PCIe NVMe SSD in production environment

sybreeder

Limp Gawd
Joined
Oct 24, 2010
Messages
193
I've got at work Dell R730xd with 6 NL-SAS 7200RPM 8TB Drives in RAID10. Is was fine for what we use it - hyperv and main storage. OS is Server 2012R2 DC with about 20 VM. 1 of those is around 2TB bit and uses DFS. Recently i looked at perfmon and after a bit heavier work for example i've noticed queue lenght as big as 4.0. Ive started VM in that time. Normally its around 0.020-0.100. Should i start to worry about latency and/or IOPS?

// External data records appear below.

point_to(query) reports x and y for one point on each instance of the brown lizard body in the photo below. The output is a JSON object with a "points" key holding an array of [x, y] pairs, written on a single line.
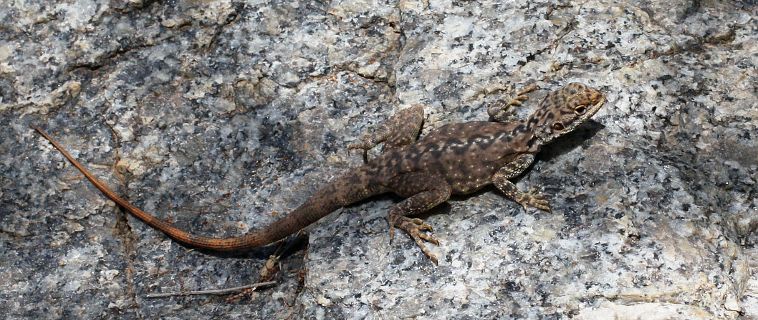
{"points": [[453, 159]]}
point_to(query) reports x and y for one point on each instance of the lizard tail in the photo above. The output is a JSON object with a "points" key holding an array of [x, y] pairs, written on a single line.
{"points": [[332, 197]]}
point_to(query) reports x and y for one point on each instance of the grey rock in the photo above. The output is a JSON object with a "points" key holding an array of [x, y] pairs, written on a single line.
{"points": [[219, 116]]}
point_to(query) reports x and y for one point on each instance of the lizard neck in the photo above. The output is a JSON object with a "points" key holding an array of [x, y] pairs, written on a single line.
{"points": [[525, 136]]}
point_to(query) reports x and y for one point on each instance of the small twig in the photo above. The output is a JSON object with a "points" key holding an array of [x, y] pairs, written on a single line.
{"points": [[209, 292]]}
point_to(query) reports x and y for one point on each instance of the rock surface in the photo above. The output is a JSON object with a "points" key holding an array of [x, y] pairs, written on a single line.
{"points": [[221, 115]]}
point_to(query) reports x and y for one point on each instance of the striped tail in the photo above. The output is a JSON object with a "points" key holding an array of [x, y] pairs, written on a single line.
{"points": [[343, 191]]}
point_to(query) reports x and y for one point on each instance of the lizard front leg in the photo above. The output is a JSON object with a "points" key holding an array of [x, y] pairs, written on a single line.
{"points": [[399, 130], [502, 112], [512, 170], [424, 191]]}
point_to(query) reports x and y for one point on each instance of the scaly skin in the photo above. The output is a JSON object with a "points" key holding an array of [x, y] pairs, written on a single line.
{"points": [[453, 159]]}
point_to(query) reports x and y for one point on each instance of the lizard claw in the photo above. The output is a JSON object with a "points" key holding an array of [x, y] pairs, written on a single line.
{"points": [[416, 230], [535, 201]]}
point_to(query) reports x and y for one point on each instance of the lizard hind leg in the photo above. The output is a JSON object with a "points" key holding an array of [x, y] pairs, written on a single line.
{"points": [[424, 192], [398, 131], [502, 112]]}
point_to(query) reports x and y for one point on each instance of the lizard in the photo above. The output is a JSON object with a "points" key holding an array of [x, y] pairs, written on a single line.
{"points": [[454, 159]]}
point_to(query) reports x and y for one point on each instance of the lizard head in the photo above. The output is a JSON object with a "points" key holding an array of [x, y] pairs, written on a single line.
{"points": [[563, 110]]}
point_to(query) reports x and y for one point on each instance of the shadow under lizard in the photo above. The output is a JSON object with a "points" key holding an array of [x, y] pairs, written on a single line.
{"points": [[456, 158]]}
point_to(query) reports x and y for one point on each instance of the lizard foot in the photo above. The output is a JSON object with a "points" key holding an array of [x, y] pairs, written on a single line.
{"points": [[416, 228], [534, 200]]}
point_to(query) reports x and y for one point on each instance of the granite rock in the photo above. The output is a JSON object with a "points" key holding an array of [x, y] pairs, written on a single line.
{"points": [[221, 115]]}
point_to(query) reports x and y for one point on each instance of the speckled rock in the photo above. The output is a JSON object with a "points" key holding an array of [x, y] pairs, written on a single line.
{"points": [[220, 115]]}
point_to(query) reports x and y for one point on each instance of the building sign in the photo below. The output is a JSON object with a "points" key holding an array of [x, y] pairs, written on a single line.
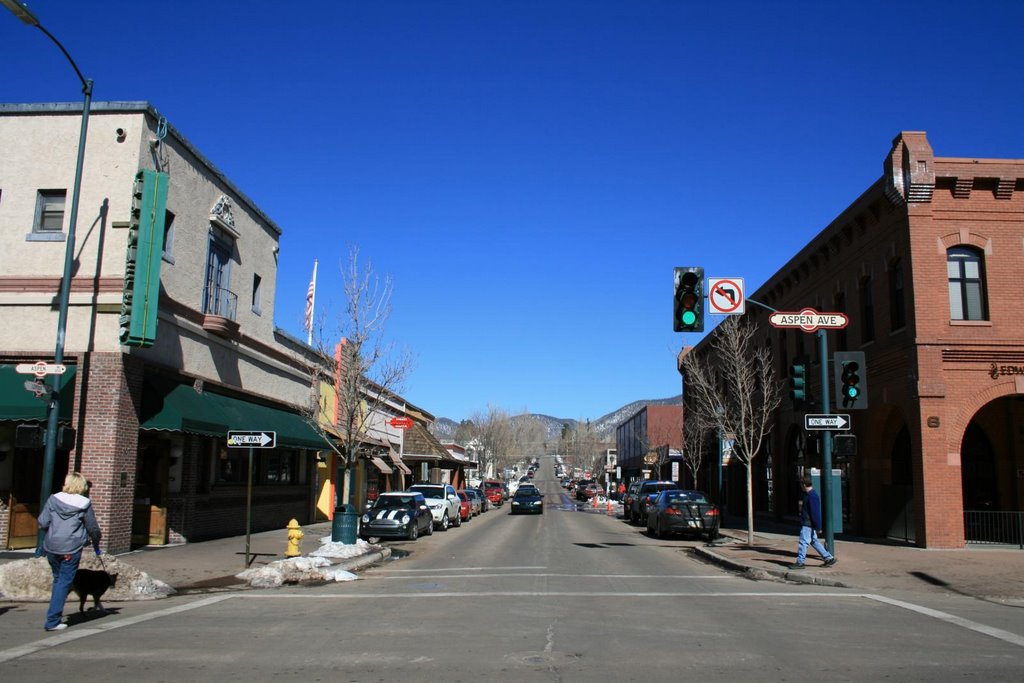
{"points": [[1005, 371]]}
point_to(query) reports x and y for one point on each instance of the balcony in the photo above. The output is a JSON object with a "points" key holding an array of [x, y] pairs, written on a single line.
{"points": [[219, 311]]}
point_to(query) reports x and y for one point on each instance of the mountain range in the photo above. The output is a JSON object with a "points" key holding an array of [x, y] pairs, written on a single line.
{"points": [[604, 427]]}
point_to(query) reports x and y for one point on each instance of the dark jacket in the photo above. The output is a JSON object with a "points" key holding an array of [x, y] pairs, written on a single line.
{"points": [[810, 511], [69, 522]]}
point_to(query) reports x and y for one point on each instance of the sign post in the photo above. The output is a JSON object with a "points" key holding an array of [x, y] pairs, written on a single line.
{"points": [[251, 440]]}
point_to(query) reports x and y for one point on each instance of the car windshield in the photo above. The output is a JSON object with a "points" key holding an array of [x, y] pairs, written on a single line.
{"points": [[686, 497], [431, 492], [394, 502]]}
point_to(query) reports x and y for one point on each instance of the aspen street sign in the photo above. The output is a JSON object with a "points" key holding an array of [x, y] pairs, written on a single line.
{"points": [[40, 369], [827, 422], [808, 319], [255, 439]]}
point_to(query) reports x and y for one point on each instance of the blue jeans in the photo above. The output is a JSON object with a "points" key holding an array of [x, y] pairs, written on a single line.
{"points": [[64, 568], [808, 537]]}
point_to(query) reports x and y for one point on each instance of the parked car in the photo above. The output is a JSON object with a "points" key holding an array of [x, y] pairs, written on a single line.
{"points": [[645, 495], [443, 503], [493, 489], [683, 512], [481, 502], [527, 500], [465, 507], [628, 498], [402, 514]]}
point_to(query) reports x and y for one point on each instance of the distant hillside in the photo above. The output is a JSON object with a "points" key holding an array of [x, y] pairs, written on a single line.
{"points": [[604, 427]]}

It crossed my min to purchase PCIe NVME as a cache. At home i've got S3500 and i've noticed that Intel SSDs has dedicated cache software. Iwas thinking about Intel 750, P3500 or P3600 as such cache device. Is anyone used PCIe as a cache device ? Is it safe ? The issue with PCIe drives is that there is really no method to raid other than software.
Or perhaps maybe Intel are that good that raid1 for that drives is not needed and good backup is enough ?
Thanks in advance for suggestions!
 
I have done this with ESXi before, but not with Hyper-V. I don't know if it has the necessary features for it.
 
Here's my issue. From an enterprise redundancy setup. It might help alleviate your disk I/O wait state issue, but what is the cost? If this single device fails what happens to the VM's you are running? How much performance does it buy you?

If your system will maintain stability with a cache drive failure, then I say go for it. IIf that will actually cause the system to fail then in my opinion I would avoid doing the NVMe cache drive.

Just my opinion mind you, but thinking from an enterprise standpoint I would never want to introduce something that acts as a single point of failure. But in my environment we are extremely risk averse.
 
Queue length of 4 with 6 disk raid 10 isn't bad. Did you look at your actual latency and iops during that time?